As a Jumpstart corps member, Kelsey Howe, A15, connects Tufts students with children in local community preschools to develop critical language, literacy, and social skills. A national organization focused on childhood literacy, Jumpstart at Tufts is hosted by Tisch College.
“Visiting classrooms two afternoons each week, Jumpstart corps members use a focused lesson plan to help preschoolers develop literacy,” explained Howe. “Corps members read to the kids, and then organize structured activities like art and science projects, that tie-in and get the preschoolers using vocabulary from the book.”
“Every corps member is matched with a small number of kids to work with more closely,” Howe continued. “Each preschooler gets one-on-one time to develop a more supportive relationship.”
Tufts corps members receive 60 hours of training to ensure they are prepared for their service, and to benefit their own learning and growth.
“There’s a huge emphasis on the education of corps members,” said Howe. “The primary focus is always the preschoolers, but they are committed to developing and supporting us, through skills training, and helping to build resumes. I’ve seen the benefits of being held to standards in a professional environment.”
“Part of that education is spending time on the big issues of poverty,” she continued. “Training focuses especially on children growing up in poverty, and how to deal with issues of domestic violence, abuse, and the consequences of poverty. It builds a heightened awareness.”
Jumpstart at Tufts partners with four schools in Somerville, and recently added a fifth partner site in Boston’s Chinatown. Five corps members and three additional volunteer readers are working with students at the Wang YMCA, and the program will expand in the spring. Serving as volunteer coordinator, Howe helps to recruit and train the volunteers who complement the work of the corps members. Last year, 84 volunteers served over 220 hours during 12 different events.
A political science and peace and justice studies double major, Howe is particularly interested in systemic issues.
“My love is domestic policy and social issues,” she said. “Education has such an important role in shaping the country, and the workings of democracy. I think Jumpstart is crucial for the next generation, and the success of America. I love working with kids in the classroom, but the lens into policy and the politics of education is so instructive.”
Howe recently got to explore the advocacy piece of Jumpstart’s work, serving as a key organizer for the local portion of Jumpstart’s national Read for the Record campaign. Held on October 4 this year, this annual event unites students across the country, and recruits political leaders to participate and raise awareness about childhood literacy.
Students from the Chinatown site attended an event at the Boston Public Library in Copley Square, where Massachusetts first lady Diane Patrick read to hundreds. Organized by Howe, kids from Somerville came to the Open Center for Children, next to the Tufts campus, where state senator Pat Jehlen read.
“Read for the Record gets kids across the country all reading the same book at the same time,” said Howe. “After the reading, our kids got a craft bag and all did an activity, based on this year’s book, ‘Ladybug Girl and the Bug Squad.’”
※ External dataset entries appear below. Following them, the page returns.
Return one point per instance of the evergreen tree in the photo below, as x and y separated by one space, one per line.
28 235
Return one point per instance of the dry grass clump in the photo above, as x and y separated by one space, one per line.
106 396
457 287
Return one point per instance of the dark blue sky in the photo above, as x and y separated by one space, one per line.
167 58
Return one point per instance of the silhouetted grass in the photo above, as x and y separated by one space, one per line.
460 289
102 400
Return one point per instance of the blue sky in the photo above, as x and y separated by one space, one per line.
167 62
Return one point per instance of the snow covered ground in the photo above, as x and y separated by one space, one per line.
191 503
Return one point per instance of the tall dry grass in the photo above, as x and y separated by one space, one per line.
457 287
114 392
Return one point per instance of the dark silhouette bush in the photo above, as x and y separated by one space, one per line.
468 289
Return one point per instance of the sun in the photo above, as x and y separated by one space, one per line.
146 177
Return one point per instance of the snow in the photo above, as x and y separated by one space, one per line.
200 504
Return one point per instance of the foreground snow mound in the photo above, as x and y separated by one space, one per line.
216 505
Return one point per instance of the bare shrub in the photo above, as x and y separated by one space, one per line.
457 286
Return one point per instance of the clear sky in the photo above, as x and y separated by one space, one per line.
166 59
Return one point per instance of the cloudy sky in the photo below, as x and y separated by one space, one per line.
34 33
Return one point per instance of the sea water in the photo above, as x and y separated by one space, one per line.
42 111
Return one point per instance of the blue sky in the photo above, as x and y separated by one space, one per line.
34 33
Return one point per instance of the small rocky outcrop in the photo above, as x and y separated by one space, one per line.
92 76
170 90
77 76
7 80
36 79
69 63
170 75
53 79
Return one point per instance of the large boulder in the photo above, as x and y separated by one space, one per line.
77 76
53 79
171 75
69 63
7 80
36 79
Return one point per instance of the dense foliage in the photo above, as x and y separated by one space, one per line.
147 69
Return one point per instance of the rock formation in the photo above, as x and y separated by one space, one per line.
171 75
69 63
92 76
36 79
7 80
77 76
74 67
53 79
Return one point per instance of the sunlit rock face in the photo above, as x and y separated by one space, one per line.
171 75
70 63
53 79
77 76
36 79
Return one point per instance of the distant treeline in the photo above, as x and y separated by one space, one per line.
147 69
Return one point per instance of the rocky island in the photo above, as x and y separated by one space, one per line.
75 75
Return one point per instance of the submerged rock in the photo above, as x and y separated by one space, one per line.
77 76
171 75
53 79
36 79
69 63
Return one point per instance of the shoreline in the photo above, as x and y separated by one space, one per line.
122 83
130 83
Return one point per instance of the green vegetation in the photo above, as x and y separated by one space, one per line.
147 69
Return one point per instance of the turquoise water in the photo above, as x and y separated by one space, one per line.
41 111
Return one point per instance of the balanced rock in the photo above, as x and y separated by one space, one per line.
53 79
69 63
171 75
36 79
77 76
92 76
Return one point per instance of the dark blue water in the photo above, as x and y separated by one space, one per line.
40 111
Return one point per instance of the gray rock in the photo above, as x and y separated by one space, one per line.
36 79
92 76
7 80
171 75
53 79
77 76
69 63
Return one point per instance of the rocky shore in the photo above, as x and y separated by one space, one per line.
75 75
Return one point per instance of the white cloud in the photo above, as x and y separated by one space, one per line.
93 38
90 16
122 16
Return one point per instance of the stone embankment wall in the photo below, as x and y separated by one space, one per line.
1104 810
In addition to organizing public events, Howe provides support to corps members and the schools.
“It’s about asking partner sites ‘What do you need?’ and trying to meet that,” she said. “We’ve done clothing drives, especially for winter gear like jackets and boots. Tufts a cappella and dance groups have done shows and worked with the kids. Athletics teams and other Tufts groups come for service projects, like repainting.”
A newer program pairs Jumpstart members with students in the elementary grades at Somerville’s Arthur D. Healy School, located near the Mystic River Housing Development.
“A lot of the kids from the preschools we serve go on to Healy,” said Howe. “This is a way to keep up those relationships. Tufts students work one-on-one with a child and take turns reading back and forth.”
Now in her second year with Jumpstart, Howe says her experiences have given her a nuanced understanding of active citizenship.
“I think there are different levels of involvement,” she said. “Most broadly, I think active citizenship means being aware of the needs of people besides yourself, and being committed to addressing those needs. It’s putting in the effort to understand issues and solutions, being willing to apply knowledge, really communicate, and build the kinds of organizations that have lasting effects.”